The paper tackles distracted driver behavior localization in naturalistic driving videos by using a self-supervised action recognition model with multi-view ensemble predictions and conditional post-processing, achieving sixth place on a 2024 AI City Challenge leaderboard.
Naturalistic driving action localization task aims to recognize and comprehend human behaviors and actions from video data captured during real-world driving scenarios. Previous studies have shown great action localization performance by applying a recognition model followed by probability-based post-processing. Nevertheless, the probabilities provided by the recognition model frequently contain confused information causing challenge for post-processing.
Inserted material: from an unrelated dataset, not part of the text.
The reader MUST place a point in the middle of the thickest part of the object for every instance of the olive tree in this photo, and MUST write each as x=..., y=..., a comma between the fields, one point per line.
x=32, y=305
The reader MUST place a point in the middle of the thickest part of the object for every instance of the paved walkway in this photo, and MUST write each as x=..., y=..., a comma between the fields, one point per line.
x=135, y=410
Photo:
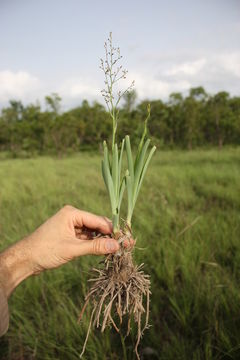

In this work, we adopt an action recognition model based on self-supervise learning to detect distracted activities and give potential action probabilities. Subsequently, a constraint ensemble strategy takes advantages of multi-camera views to provide robust predictions. Finally, we introduce a conditional post-processing operation to locate distracted behaviours and action temporal boundaries precisely. Experimenting on test set A2, our method obtains the sixth position on the public leaderboard of track 3 of the 2024 AI City Challenge.